In recent days, a major disinformation campaign has been taking place on social media and in some of the main media outlets to sow the idea that an electoral fraud took place in the voting on October 22. This campaign arose after the appearance of some inconsistencies between the provisional scrutiny telegrams and the value loaded into the provisional vote counting system (which is done for informational purposes and holds no legal validity). These inconsistencies led the candidate and some of his followers to claim that votes had been stolen.

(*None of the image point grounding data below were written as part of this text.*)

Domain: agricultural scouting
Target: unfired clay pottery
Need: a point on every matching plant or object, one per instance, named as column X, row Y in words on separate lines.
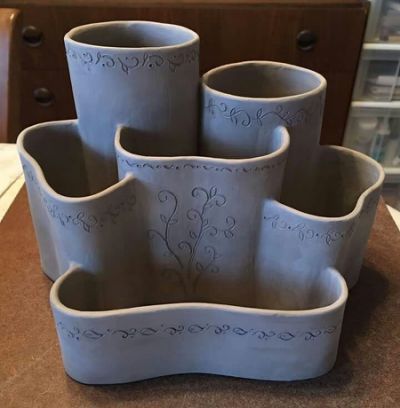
column 194, row 263
column 135, row 73
column 245, row 101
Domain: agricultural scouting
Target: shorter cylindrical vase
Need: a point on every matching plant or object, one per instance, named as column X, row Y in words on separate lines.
column 71, row 226
column 122, row 345
column 242, row 104
column 135, row 73
column 200, row 216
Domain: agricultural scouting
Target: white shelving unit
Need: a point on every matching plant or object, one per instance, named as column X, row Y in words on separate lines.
column 373, row 126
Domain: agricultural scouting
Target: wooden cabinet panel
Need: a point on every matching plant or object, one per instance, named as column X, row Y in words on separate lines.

There are already numerous journalistic articles from the country that refute and explain this phenomenon, such as this one, this one, and this one. Therefore, in the following paragraphs, we will focus on explaining how the Digital Public Infrastructure developed by the National Electoral Directorate of Argentina provided the information and open data that allowed the debunking and combating of this disinformation campaign.
Standard for Preserving Electoral Data
The National Electoral Directorate and the Political Electoral Observatory of the Ministry of the Interior make available the Electoral Results Publication System as a standard for preserving and disseminating electoral data. The Electoral Results Publication System is a structure that allows for the archiving, processing, exchange, and publication of historical data in an agile manner, applying it to provisional results from the last 10 years. This Standard for Preserving Electoral Results is the raw material of information that helped debunk this campaign.
Through the open publications of the standarised electoral results from the last decade, Argentine civil society and media outlets had access to quality data that demonstrated that what is being circulated on social media is not a phenomenon that disadvantages a specific candidate but rather a set of random errors natural to the process, which, when analysed as a whole, do not disadvantage anyone.
A common factor among all the initiatives that set out to debunk what was being said on social media is that they used, as a source, the dataset published by the National Electoral Directorate on the Argentine Government’s open data portal. Without access to this data, the work of journalists and activists who strove to defend and demonstrate the reliability of the Argentine electoral system would have been significantly hindered. This is a clear example of open data for democratic strengthening.
Public Digital Infrastructure for Electoral Processes
What we have just described is nothing more than an example of the benefits brought to democratic processes by the existence of a public digital infrastructure for the publication of electoral data. The objective we pursue with our new initiative is to export this knowledge, standards, and applications to other countries.
Our task is to identify technological components that help create a healthy information ecosystem during elections, visualise, and create a community that allows for their reuse.
The National Electoral Directorate of Argentina has taken a significant step, and we are pleased to see, once again, how access to open knowledge helps different governments strengthen their democratic processes.